Revista e-metropolis no ar

Na última terça-feira (25.05) aconteceu o lançamento da Revista Eletrônica e-metropolis, publicação trimestral editada por alunos de pós-graduação de programas vinculados ao Observatório das Metrópoles. Esta edição especial do boletim traz na íntegra o conteúdo da revista, que seguirá sempre a mesma estrutura: uma composição que abrange um tema principal, tratado por um especialista convidado, artigos que podem ser de cunho científico ou opinativo, entrevistas com profissionais que tratem da governança urbana, bem como resenhas de publicações que abordem os diversos aspectos do estudo das metrópoles e que possam representar material de interesse ao nosso público leitor.

Este primeiro número da revista e-metropolis é composto, excepcionalmente ¹, por artigos e resenhas selecionados dentre aqueles já publicados no portal do Observatório das Metrópoles ou que foram enviados para o Cadernos Metrópoles², aos quais se soma um texto do pesquisador do Observatório, Orlando Alves dos Santos Junior, bem como uma entrevista com o coordenador nacional do Observatório das Metrópoles, Luiz Cesar Queiroz Ribeiro.

Assim, abrimos a revista com as considerações a respeito da participação popular na elaboração dos Planos Diretores Urbanos, seus limites e possibilidades, desenvolvidas pelo pesquisador do Observatório das Metrópoles e professor do Instituto de Pesquisa e Planejamento Urbano e Regional da Universidade Federal do Rio de Janeiro, Orlando Alves dos Santos Junior. Em seu texto, são apresentados diferentes paradigmas definidores de políticas urbanas que atravessam e guiam a concepção dos Planos Diretores, bem como são propostas estratégias que possam responder ao desafio de lidar com tais questões.
Podemos estabelecer um diálogo entre este primeiro texto e o artigo seguinte, de Flávia Brasil e Luiza Queiroz, que se debruçam sobre a região metropolitana de Belo Horizonte para analisar a configuração do seu Conselho Deliberativo de Desenvolvimento Metropolitano, ponderando, a partir de sua instituição, as conseqüências na participação popular e nas discussões concernentes aos rumos metropolitanos.

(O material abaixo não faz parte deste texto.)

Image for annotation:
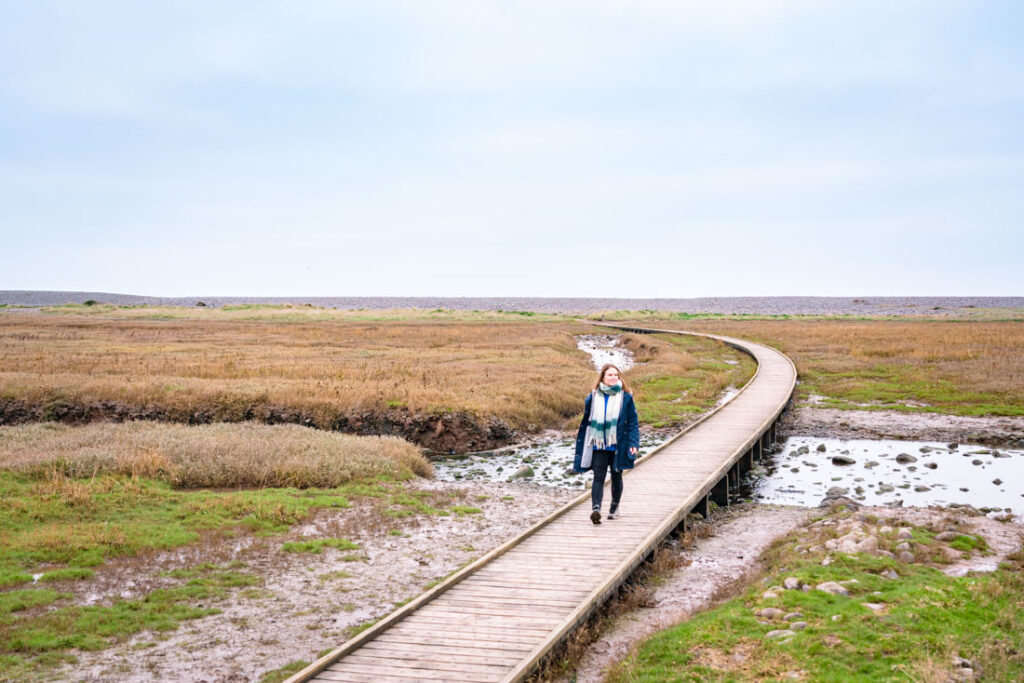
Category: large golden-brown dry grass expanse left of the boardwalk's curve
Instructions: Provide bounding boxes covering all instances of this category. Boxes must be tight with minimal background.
[0,312,753,430]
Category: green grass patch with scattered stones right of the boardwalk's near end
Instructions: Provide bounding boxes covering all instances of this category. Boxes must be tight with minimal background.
[610,516,1024,682]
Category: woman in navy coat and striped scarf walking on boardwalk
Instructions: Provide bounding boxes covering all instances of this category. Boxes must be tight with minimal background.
[572,362,640,524]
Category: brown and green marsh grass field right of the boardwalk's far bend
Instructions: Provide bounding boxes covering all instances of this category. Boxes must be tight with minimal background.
[634,319,1024,415]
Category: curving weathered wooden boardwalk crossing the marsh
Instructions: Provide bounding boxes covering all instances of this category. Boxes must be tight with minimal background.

Luís Mendes, calcando-se no domínio da geografia urbana, analisa a contribuição do antropólogo urbano Neil Smith no que tange às operações de requalificação metropolitanas a partir dos anos setenta e a conseqüente gentrificação de diversas áreas das grandes cidades, enquanto Rodrigo de Moraes Rosa se detém sobre um aspecto menos palpável, mas nem por isso menos importante, das cidades contemporâneas: a sociabilidade. Partindo da modernidade e de seus valores que transformaram radicalmente a vida em conjunto nos grandes centros, o autor constitui um olhar abrangente sobre este amplo panorama, para, em seguida, aterrissar no bairro da Lapa, no Rio de Janeiro, buscando reconhecer ali os sinais da construção desta nova forma de convívio que mistura aspectos por vezes conflitantes entre o social e o individual, o público e o privado, o sujeito histórico e o contemporâneo.

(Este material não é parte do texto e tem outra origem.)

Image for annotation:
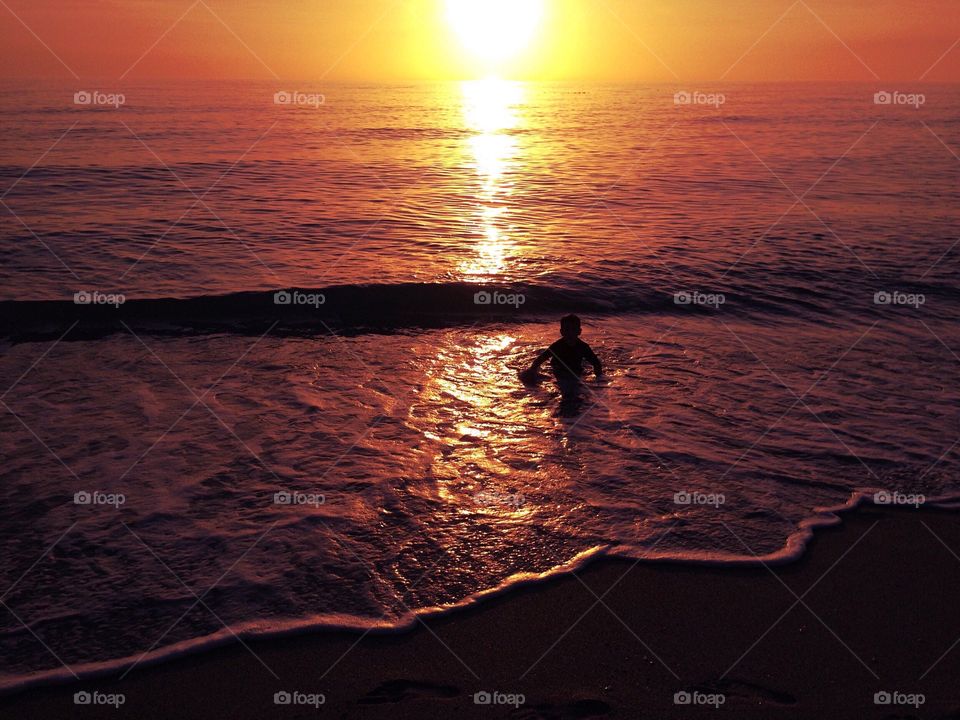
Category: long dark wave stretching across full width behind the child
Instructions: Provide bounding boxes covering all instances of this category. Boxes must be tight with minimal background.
[0,278,960,343]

Em uma abrangente entrevista, o coordenador nacional do Observatório das Metrópoles, Luiz Cesar Queiroz Ribeiro, analisa a experiência do Observatório constituído como Instituto do Milênio, destacando o papel de sua vasta e diversificada equipe, que possibilita a constituição de uma pesquisa em rede que busca detectar as similitudes e as diferenças entre as dinâmicas sociais, políticas e econômicas das metrópoles brasileiras. O pesquisador traça, ainda, as perspectivas de trabalho futuras para o Observatório e fala da criação da Revista e-metropolis, destacando essa iniciativa como mais um passo na direção da divulgação plena do conhecimento, que é uma das metas do programa seguido pelo Observatório das Metrópoles.
Finalmente, nas duas resenhas que fecham esta edição, temos um texto de Georg Simmel intitulado ‘Como es possible la sociedad’, apresentado pela doutoranda Eliana Kuster, e a professora Olga Firkowski tratando das análises metropolitanas a partir do livro ‘Politique et metropole: une comparaison internationale’, de V. Hoffmann-Martinot e J. Sellers.

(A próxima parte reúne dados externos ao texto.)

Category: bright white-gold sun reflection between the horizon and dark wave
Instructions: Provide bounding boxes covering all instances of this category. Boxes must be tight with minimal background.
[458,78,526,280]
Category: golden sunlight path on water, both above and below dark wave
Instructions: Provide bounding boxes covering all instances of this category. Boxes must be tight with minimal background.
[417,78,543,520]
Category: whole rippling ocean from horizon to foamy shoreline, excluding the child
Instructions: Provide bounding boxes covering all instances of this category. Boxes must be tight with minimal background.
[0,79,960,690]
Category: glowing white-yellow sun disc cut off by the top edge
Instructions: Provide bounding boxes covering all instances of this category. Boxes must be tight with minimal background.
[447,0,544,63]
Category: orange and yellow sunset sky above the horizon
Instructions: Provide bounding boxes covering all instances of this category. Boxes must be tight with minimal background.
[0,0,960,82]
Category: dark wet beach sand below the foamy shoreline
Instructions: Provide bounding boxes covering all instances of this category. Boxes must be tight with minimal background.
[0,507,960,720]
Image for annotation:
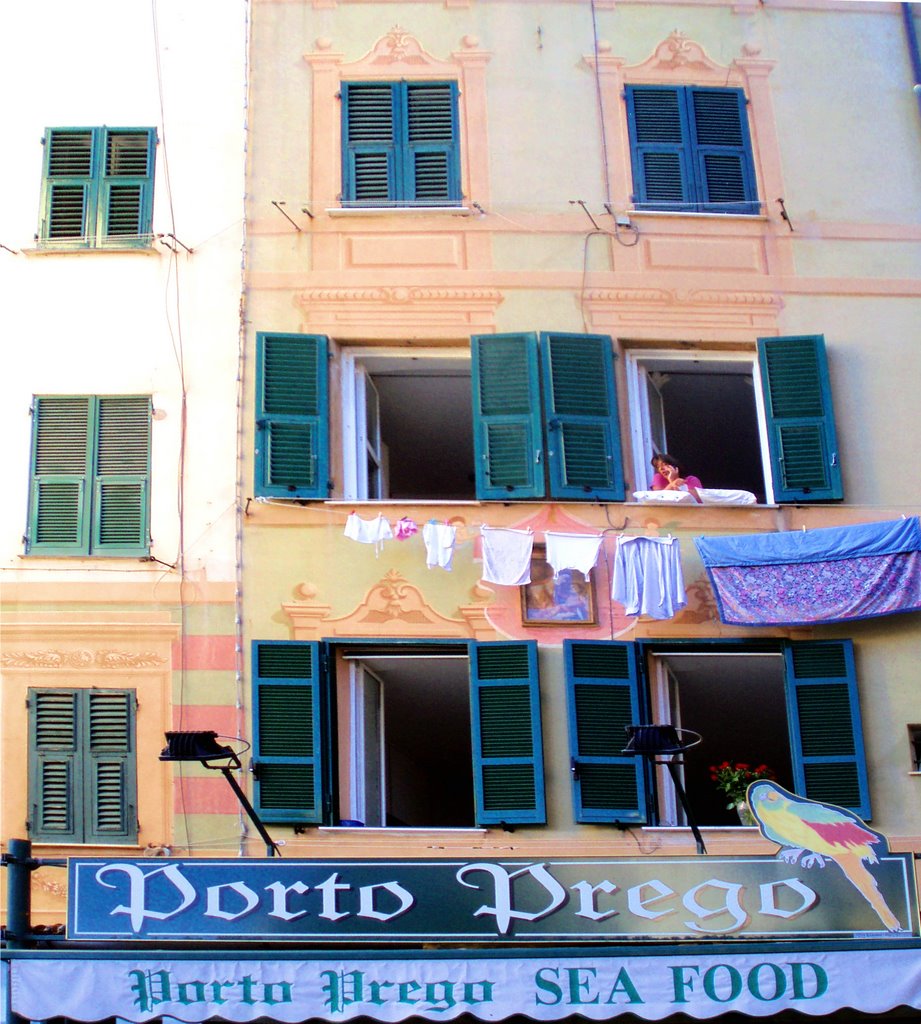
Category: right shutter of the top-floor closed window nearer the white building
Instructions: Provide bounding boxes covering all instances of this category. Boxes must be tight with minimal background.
[404,82,461,206]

Nós, editores da e-metropolis, desejamos que a leitura deste primeiro número seja, para aqueles que se interessam sobre as diversas facetas das cidades contemporâneas, tão interessante e proveitosa quanto foi para nós todo o percurso de sua concepção à sua concretização. Esperamos que este seja mais um passo rumo à consolidação de nosso objetivo de democratizar o acesso e a divulgação do conhecimento acadêmico.